ツンデレくんを求めてみます。
あたしはそっと中出の背中に手を回して抱きしめた。華奢な背中は意外に広かった。


抱きしめてわかる中出の体温があたしを離れたくなくさせた。甘えた中出が急に幼く見えて、ほっとけないと母性にも似た感情が沸き上がる。


「……好きやった。でも、もう昔のことや」

「うん」


中出はあたしの肩に顔を埋めたまま深く息を吸い込んだ。そしてゆっくりと息を吐き出した。


あたしはそんな中出の頭をそっと撫でた。


「…………なあ」

「ん?」

「わからん?」

「……何が?」

「…………心臓」

「心臓?」


言われたから、あたしは抱きしめたまま中出の鼓動に耳を傾けた。ドクドクと速い鼓動。


「…………あたしより速くない?」

「当たり前やろ」


はあ……と中出がため息をつく。


「こっちはいまだに緊張しとるんに」

「は?」

「奈子さんといると緊張する。楽しくないわけやない。
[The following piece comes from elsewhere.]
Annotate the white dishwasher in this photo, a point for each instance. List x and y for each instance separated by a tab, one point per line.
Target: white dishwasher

でも、緊張の方が勝っとるから……」


「言わせんな……」と中出が呟いた。


今度は志満ちゃんのことを言っているのだろうか。


「中出、それは言わなきゃわかんないよ」

「わかっとる。でも、俺があんま言えんの知っとるやろ?」

「あんまりというかほぼ聞いたことないけど」

「こんなに緊張するんは奈子さんだけや……」

「嫌なの?」

「嫌やったら今頃付き合っとらん」

「そりゃそうか」


あたしは中出の頭に顔を近づけた。中出の匂いが鼻をつく。


「こんなん……他の奴には感じんから」

「うん」


笑みがこぼれる。中出なりに伝えようとしてくれることが嬉しい。


「……ありがと」

「なんで奈子さんが」

「初めて自分から言ってくれたから」

「……うっせ」


中出は照れたらしい。腰に回る腕に力が入って更に引き寄せられる。強引でなくとも力が強くて、中出が男なのだと改めて自覚させられる。